BAE Systems Plc, Europe’s largest defense company, nominated former U.K. business-lobby executive Roger Carr as chairman to replace Dick Olver, who drew investor ire last year over a failed merger with EADS.
Carr, currently chairman of British Gas parent company Centrica Plc, will join BAE’s board on Oct. 1 and take over as chairman in the first quarter of next year, the London-based company said in a statement today. Olver’s term was set to expire in May. Carr, 66, stepped down earlier this month as head of the Confederation of Business Industry.
Olver, who joined BAE’s board as chairman in 2004 and helped see the company through allegations of illicit business dealings in Saudi Arabia, met opposition last year from investors including largest shareholder Invesco Ltd. because of merger talks with European Aeronautic, Defence & Space Co. The combination eventually failed amid government opposition. Olver defended the plan that Invesco said lacked strategic rationale.
“The big challenge is dealing with the decline in BAE’s major markets in the U.K. and U.S. and trying to find new opportunities in the international markets,” Zafar Khan, a London-based analyst at Societe Generale SA with a sell rating on the stock, said by phone. “BAE start from a strong position, but they face competition from everybody else.”
BAE is “very well respected in many international markets,” Carr said in an interview. “They will continue to do well, albeit in economies that are spending less on defense, and that means cost has to be managed and innovation has to be managed.”
Carr will need about 100 days after taking his new role to study BAE and consult with shareholders to “make an informed judgment on the health and status of the business and possibly the future,” he said. Ensuring that BAE is in a strong position when the defense market rebounds will be a priority, he said.
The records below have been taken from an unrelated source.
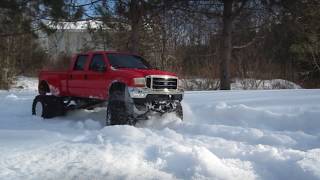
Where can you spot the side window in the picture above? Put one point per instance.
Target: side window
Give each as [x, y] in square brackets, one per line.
[97, 63]
[80, 62]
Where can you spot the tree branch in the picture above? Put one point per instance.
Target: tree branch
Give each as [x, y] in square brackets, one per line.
[247, 44]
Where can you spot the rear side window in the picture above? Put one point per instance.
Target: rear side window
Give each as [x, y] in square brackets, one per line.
[97, 63]
[80, 62]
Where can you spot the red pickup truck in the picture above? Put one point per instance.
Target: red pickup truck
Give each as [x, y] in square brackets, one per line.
[130, 88]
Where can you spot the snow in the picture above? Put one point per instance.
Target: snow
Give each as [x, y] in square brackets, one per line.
[237, 84]
[257, 134]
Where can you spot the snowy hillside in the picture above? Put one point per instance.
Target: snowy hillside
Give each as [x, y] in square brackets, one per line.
[272, 134]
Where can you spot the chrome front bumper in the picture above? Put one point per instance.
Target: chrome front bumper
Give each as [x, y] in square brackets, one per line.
[142, 92]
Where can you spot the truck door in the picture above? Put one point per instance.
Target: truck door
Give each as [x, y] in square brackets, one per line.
[96, 81]
[77, 77]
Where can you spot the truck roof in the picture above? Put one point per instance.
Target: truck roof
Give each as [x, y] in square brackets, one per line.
[109, 51]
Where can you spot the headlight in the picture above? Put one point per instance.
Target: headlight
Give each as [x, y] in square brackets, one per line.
[139, 81]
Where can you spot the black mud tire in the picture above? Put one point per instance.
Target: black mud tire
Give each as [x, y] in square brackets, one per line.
[179, 111]
[118, 110]
[52, 106]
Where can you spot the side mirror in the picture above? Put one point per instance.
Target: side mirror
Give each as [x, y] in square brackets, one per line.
[102, 68]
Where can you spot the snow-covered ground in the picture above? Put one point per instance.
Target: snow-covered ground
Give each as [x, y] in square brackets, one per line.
[272, 134]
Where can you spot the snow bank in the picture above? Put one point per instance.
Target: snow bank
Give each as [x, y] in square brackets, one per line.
[270, 134]
[237, 84]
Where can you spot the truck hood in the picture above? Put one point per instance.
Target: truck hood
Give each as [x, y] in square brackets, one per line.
[144, 72]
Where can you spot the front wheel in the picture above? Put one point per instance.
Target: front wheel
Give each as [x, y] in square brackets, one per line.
[118, 110]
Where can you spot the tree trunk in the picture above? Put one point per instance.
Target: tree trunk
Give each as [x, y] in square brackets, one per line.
[135, 20]
[226, 45]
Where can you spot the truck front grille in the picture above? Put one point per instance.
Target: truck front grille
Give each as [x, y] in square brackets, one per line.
[161, 83]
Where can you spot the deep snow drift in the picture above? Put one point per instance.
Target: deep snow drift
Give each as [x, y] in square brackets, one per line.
[271, 134]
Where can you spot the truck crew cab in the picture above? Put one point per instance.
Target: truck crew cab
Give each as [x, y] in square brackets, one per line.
[130, 88]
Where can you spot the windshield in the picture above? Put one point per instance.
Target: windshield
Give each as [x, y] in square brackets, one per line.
[127, 61]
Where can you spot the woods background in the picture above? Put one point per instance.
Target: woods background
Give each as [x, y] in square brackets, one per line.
[209, 39]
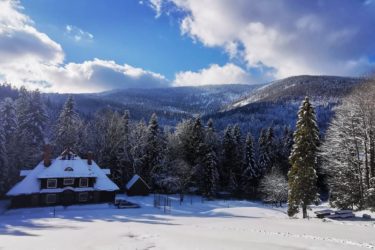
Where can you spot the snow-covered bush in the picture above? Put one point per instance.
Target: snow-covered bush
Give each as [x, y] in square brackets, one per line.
[274, 188]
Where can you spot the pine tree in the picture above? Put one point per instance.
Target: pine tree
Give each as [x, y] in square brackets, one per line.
[263, 159]
[4, 167]
[237, 168]
[271, 149]
[251, 172]
[68, 126]
[284, 151]
[228, 153]
[124, 151]
[209, 174]
[209, 162]
[31, 117]
[108, 130]
[302, 175]
[154, 152]
[9, 121]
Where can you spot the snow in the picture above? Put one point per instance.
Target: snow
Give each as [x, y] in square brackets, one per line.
[79, 166]
[193, 225]
[31, 183]
[133, 180]
[24, 173]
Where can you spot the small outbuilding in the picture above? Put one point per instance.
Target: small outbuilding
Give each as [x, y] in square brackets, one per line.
[137, 186]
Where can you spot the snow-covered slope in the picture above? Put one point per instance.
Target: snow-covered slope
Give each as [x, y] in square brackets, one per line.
[318, 88]
[196, 225]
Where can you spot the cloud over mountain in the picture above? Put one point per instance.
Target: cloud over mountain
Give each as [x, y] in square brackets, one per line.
[31, 58]
[292, 37]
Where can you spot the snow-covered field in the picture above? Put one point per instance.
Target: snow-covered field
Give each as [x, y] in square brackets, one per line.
[207, 225]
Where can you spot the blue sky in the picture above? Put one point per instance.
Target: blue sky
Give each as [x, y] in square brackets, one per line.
[96, 45]
[124, 31]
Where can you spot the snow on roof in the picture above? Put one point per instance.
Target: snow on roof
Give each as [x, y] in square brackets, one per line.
[106, 171]
[24, 173]
[75, 167]
[79, 168]
[30, 184]
[133, 180]
[59, 190]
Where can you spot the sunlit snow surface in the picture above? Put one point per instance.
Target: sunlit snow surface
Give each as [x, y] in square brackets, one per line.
[192, 225]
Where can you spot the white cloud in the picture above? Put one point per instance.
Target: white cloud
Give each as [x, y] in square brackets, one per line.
[29, 57]
[157, 6]
[214, 74]
[293, 37]
[78, 34]
[101, 75]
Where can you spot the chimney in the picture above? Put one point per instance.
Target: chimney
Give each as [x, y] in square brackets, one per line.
[47, 155]
[89, 158]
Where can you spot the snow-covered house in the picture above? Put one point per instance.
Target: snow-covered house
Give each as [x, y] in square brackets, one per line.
[137, 186]
[66, 180]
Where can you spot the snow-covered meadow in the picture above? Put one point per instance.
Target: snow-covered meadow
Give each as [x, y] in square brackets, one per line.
[209, 225]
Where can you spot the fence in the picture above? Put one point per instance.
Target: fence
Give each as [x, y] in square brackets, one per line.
[163, 202]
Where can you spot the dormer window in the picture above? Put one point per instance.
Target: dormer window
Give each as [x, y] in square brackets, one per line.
[84, 182]
[68, 181]
[51, 183]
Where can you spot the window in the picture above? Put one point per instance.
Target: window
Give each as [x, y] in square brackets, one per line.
[82, 197]
[68, 182]
[83, 182]
[52, 183]
[51, 198]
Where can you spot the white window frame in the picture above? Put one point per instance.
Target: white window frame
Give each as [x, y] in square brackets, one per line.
[84, 198]
[48, 196]
[80, 182]
[70, 183]
[49, 186]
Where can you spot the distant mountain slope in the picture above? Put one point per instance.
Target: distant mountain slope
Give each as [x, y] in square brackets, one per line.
[277, 103]
[193, 100]
[253, 107]
[170, 104]
[323, 88]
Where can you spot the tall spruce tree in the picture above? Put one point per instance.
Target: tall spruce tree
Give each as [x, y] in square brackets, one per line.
[228, 152]
[210, 176]
[125, 150]
[4, 167]
[154, 152]
[237, 167]
[31, 118]
[9, 120]
[302, 175]
[263, 158]
[68, 126]
[251, 172]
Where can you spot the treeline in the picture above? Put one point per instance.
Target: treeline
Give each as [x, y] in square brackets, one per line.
[190, 157]
[348, 151]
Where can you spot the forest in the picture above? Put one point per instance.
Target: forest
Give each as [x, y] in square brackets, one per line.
[194, 156]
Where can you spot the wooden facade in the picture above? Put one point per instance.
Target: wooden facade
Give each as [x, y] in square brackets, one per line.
[65, 198]
[139, 187]
[64, 181]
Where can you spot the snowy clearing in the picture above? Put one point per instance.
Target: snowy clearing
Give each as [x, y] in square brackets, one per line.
[207, 225]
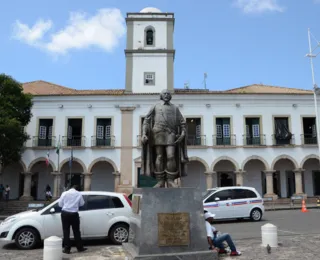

Divisional “diversity is clearly no bad thing, provided it leverages core competence and can be in scale,” he said. BAE’s online-security business is a unit offering growth prospects also outside defense markets, he said.
The company doesn’t have to look into a “rear-view mirror” after the collapse of the EADS merger effort, Carr said. BAE has a “fine independent future.”
BAE fell as much as 1.1 percent and was trading down 0.8 percent at 389.4 pence at 3:52 p.m. in London. That pared the stock’s gain this year to 16 percent, valuing the company at 12.6 billion pounds ($19.8 billion). The stock has advanced an average of about 7 percent a year since Olver joined BAE in mid-2004.
Carr was unanimously chosen by the selection committee, said Nick Rose, the senior independent director at BAE who led the search. “His skills, reputation and relationships with investors and government ministers will be of considerable value to the company,” Rose said in the statement.
Centrica said separately today that Carr will leave his post as chairman next year.
Carr joins as BAE undertakes a 1 billion-pound share buyback while the company’s future in its largest market, the U.S., is unsettled because of questions over long-term arms spending. The U.K. also is gearing up for a new strategic defense review, due in 2015.
“The next question will be whether this will start the ball rolling on further management change,” Roger Johnston, an analyst at Edison Investment Research said in a note. While continuing negotiations with Saudi Arabia over Typhoon fighter sales would make it “foolish” to replace chief executive Ian King, such plans could materialize after, he said.
BAE has a “strong management team,” Carr said.